Code Coverage Doesn’t Provide Enough Value for the Typical FIM Deployment

My opinion is that code coverage by itself doesn’t provide enough value or raise quality enough for the average FIM deployment because most of the functionality is accomplished through configuration supported by some code.

Test Plans Become More Important

With or without code coverage, we’re supposed to have a nice little document that describes all of the tests we will perform on our deployment, and how we are going to do them.  The test plan needs to have tests for all of the functionality that is supposed to be in the solution.  The lack of code coverage puts more pressure on this document (and the resulting tests) to be more complete.  My suspicion here is that very few deployments see quality measured this way, but I bet most get a rubber stamp on testing!

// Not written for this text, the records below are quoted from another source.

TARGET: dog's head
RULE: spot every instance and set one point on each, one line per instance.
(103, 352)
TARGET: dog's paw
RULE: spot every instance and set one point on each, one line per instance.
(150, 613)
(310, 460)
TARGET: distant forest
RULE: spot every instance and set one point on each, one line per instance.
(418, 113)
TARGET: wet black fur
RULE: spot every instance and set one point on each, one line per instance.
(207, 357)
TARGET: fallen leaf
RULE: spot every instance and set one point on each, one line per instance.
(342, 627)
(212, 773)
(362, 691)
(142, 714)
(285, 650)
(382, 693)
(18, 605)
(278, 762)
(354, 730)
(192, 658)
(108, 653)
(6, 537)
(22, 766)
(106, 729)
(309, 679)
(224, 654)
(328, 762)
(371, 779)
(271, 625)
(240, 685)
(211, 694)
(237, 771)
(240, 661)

Code Coverage for Finding Dead Code

A FIM deployment with lots of code has probably been produced and maintained by several developers (and even non-developers) over time.  Code coverage can be used in this scenario to simply show how much code is executed.  For example you can instrument your DLLs, deploy them to your server and let it run for a day or two then produce the code coverage report.  It will show code that is most likely no used, and can likely be removed.  Some of it will be obvious (properties and methods that are never called) but some of it could be code for use cases that rarely happen in production.

Can a Configuration Coverage Tool Be Built?

I thought about doing this for the Sync Engine, and for the FIM Service a while ago but decided against actually building it because there are probably very few people that would actually use it.  Maybe as FIM integrators move more towards devops it will be interesting.  Hopefully it will since configuration coverage would be a really fun tool to build.